Focusing on Adam Pendleton’s art of the past two years, from his installation for the Belgian Pavilion at the 2015 Venice Biennale to his recent suite of paintings entitled Untitled (A Victim of American Democracy), Pendleton and curator Adrienne Edwards explore abstraction as a platform for revolutionary possibilities in art and politics.


1-54 Performs

'découpé': A concert performed by Robert Aiki Aubrey Lowe © Katrina Sorrentino.
‘découpé’: A concert by Robert Aiki Aubrey Lowe © Katrina Sorrentino.

découpé: A concert by Robert Aiki Aubrey Lowe

Co-presented by Performa and 1-54 Contemporary African Art Fair on Saturday, May 6. 1-54 Performs is curated by Adrienne Edwards (Curator, Performa and Curator at Large, Walker Art Center)

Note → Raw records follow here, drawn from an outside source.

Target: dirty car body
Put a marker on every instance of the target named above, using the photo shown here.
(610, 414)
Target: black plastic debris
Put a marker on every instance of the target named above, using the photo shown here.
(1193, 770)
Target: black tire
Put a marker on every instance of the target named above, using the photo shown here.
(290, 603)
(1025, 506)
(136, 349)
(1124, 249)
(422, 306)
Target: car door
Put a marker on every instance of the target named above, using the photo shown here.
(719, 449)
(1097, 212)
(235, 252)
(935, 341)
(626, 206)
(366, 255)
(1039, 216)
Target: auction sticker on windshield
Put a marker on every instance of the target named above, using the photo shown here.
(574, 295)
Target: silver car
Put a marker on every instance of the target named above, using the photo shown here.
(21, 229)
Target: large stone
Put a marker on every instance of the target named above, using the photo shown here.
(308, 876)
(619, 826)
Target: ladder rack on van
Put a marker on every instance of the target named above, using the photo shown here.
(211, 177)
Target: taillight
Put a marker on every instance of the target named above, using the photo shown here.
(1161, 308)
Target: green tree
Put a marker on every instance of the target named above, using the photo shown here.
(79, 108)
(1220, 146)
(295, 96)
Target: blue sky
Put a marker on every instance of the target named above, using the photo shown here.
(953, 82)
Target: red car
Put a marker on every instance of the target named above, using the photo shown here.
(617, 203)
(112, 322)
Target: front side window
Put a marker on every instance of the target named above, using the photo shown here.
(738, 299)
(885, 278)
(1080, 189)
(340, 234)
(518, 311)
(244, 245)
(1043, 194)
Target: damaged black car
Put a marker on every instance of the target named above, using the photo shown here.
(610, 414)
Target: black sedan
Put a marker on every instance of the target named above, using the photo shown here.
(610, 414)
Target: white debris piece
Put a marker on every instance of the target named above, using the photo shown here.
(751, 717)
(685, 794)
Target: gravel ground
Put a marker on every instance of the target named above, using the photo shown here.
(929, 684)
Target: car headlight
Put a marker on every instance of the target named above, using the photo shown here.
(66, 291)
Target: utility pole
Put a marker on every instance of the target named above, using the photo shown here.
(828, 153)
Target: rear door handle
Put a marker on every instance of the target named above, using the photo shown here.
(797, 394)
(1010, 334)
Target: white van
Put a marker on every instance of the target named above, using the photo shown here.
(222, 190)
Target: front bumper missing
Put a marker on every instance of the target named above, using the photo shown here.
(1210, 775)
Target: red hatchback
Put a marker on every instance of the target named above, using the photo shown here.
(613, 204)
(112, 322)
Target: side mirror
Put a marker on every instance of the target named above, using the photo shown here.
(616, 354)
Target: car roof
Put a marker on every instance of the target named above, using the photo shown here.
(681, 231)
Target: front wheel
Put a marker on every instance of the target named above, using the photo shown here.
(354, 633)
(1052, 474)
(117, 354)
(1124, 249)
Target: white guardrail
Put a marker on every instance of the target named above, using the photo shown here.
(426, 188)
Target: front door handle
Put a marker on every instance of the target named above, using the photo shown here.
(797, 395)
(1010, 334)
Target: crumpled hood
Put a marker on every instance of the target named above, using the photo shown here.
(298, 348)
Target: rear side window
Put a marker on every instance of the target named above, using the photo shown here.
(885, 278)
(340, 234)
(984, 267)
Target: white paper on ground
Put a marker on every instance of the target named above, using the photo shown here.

Robert Aiki Aubrey Lowe (b. 1975) is an artist and composer that works with voice in the realm of spontaneous music. Most recently, creating work with modular synthesizer for both sound and video, has been a focus of his live performance and installations. The marriage of synthesis and the voice has allowed for a heightened physicality in the way of ecstatic music, both in a live setting and recorded. The sensitivity of analogue modular synthesis echoes the organic nature of vocal expression which in this case is meant to put forth a trancelike state. Lowe’s works on paper tend towards human relations to the natural/magical world and the repetition of motifs. Through collaboration Lowe has worked with Ben Russell, Ben Rivers, Sabrina Ratté, Rose Lazar, Nicolas Becker, Jóhann Jóhannsson, Tarek Atoui, Philippe Parreno, Evan Calder Williams, Ariel Kalma, Lucky Dragons, Alexandra Wolkowicz, Biba Bell, ADULT., Doug Aitken and Rose Kallal, among others.